2024 – Echi di Vita N°30 – QUEL LIEVITO DI UN PANE CHE NON FINISCE

La moltiplicazione dei pani è qualcosa di così importante da essere l’unico miracolo presente in tutti e quattro i Vangeli. Più che un miracolo è un segno, segnale decisivo per capire Gesù:

Lui ha pane per tutti, lui fa’ vivere!

Lo fa offrendo ciò che nutre le profondità della vita, alimentando la vita con gesti e parole che guariscono dal male, dal disamore, che accarezzano e confortano, ma poi incalzano.

Cinquemila uomini, sul monte, simbolo del luogo dove Dio nella Bibbia si rivela; un ragazzo, non ancora un uomo, che ha pani d’orzo, il pane nuovo, fatto con il primo cereale che matura.

Un giovane uomo, nuovo anche nella sua generosità. Nessuno gli chiede nulla e lui mette tutto a disposizione; è poca cosa, ma è tutto ciò che ha.

Poteva giustificarsi: che cosa sono cinque pani per cinquemila persone? Sono meno di niente, inutile sprecarli. Invece mette a disposizione quello che ha, senza pensare se sia molto o se sia poco. È tutto!

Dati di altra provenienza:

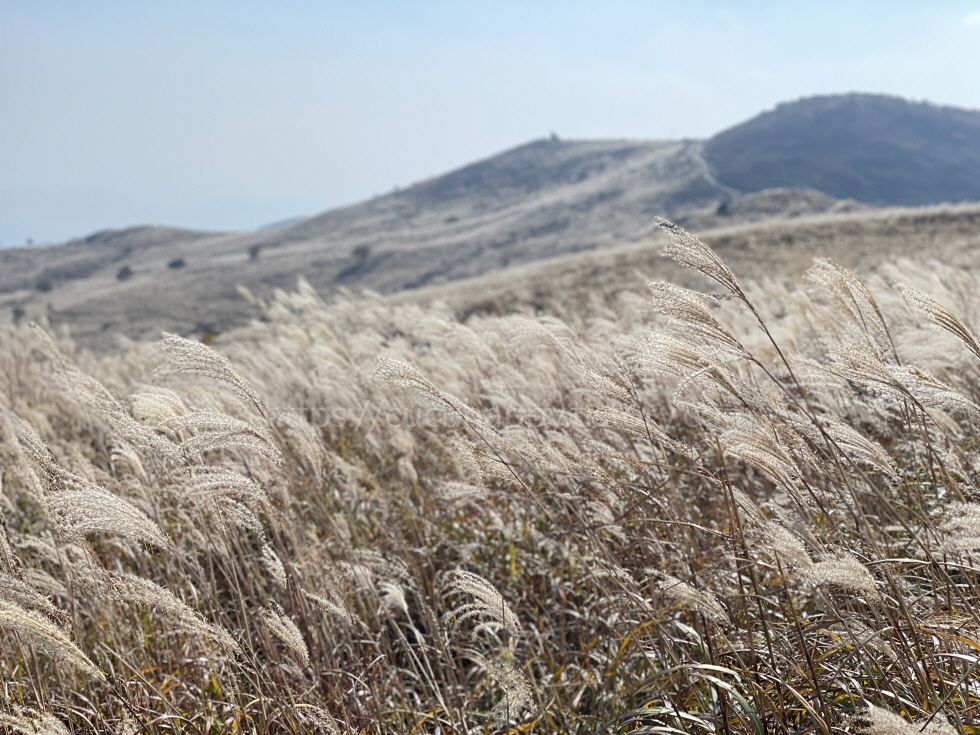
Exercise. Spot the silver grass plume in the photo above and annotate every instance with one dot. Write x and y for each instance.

Ed ecco che per una misteriosa regola divina quando il mio pane diventa il nostro pane, si moltiplica. Ecco che poco pane condiviso fra tutti diventa sufficiente.

C’è tanto di quel pane sulla terra, tanto di quel cibo, che a non sprecarlo e a condividerlo basterebbe per tutti. E invece tutti ad accumulare e nessuno a distribuire!

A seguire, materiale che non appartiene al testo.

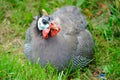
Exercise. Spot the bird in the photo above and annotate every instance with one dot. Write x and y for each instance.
(61, 39)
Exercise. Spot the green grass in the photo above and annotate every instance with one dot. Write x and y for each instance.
(103, 22)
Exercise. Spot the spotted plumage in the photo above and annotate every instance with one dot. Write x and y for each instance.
(73, 42)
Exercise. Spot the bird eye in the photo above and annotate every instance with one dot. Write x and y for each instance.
(45, 21)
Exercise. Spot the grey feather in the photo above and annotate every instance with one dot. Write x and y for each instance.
(74, 41)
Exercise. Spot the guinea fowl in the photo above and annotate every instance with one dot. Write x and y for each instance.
(60, 38)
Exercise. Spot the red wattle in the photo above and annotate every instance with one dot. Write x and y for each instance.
(54, 32)
(45, 33)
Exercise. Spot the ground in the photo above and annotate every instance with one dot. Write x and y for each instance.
(103, 22)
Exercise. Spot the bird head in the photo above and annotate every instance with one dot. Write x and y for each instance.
(47, 26)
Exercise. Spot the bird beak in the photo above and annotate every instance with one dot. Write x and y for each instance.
(54, 29)
(53, 26)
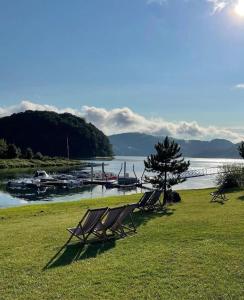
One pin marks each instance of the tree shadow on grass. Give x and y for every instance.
(241, 198)
(78, 251)
(68, 254)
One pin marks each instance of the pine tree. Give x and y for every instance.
(241, 149)
(3, 148)
(168, 165)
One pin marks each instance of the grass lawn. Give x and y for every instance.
(193, 251)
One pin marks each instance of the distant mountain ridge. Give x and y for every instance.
(140, 144)
(51, 133)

Perché manca il lievito evangelico.

Il cristiano è chiamato a fornire al mondo lievito più che pane: ideali, motivazioni per agire, sogni grandi che convochino verso un altro mondo possibile.

Alla tavola dell’umanità il cristianesimo non assicura maggiori beni economici, ma un lievito di generosità e di condivisione, come promessa e progetto di giustizia per i poveri.

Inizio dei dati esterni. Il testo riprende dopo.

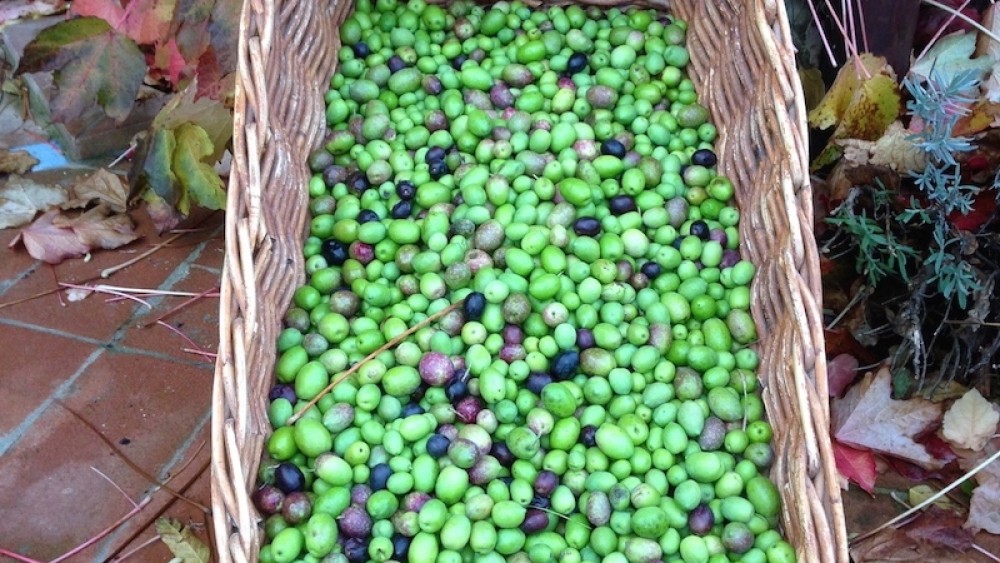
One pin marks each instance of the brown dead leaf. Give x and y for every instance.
(22, 198)
(99, 228)
(868, 417)
(984, 509)
(50, 243)
(16, 162)
(970, 422)
(103, 186)
(936, 535)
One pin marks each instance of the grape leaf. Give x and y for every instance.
(856, 465)
(949, 57)
(92, 64)
(970, 422)
(21, 199)
(868, 417)
(181, 541)
(199, 179)
(145, 21)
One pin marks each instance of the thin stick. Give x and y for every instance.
(108, 272)
(137, 549)
(115, 485)
(129, 462)
(940, 30)
(388, 345)
(930, 500)
(963, 17)
(17, 556)
(206, 293)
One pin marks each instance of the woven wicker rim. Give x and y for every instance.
(744, 69)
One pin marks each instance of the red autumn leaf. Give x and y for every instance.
(50, 243)
(93, 64)
(841, 371)
(855, 464)
(145, 21)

Il Vangelo non punta a realizzare una moltiplicazione di beni materiali, ma a dare un senso a quei beni: essi sono sacramenti di gioia e comunione.

Giovanni riassume l’agire di Gesù in tre verbi: «Prese il pane, rese grazie e distribuì».

Tre verbi che, se li adottiamo, possono fare di ogni vita un Vangelo: accogliere, rendere grazie, donare.

Noi non siamo i padroni delle cose, le accogliamo in dono e in prestito.

Se ci consideriamo padroni assoluti siamo portati a farne ciò che vogliamo, a profanare le cose.

Invece l’aria, l’acqua, la terra, il pane, tutto quello che ci circonda non è nostro, sono da custodire.

Il Vangelo non parla di moltiplicazione, ma di distribuzione, di un pane che non finisce.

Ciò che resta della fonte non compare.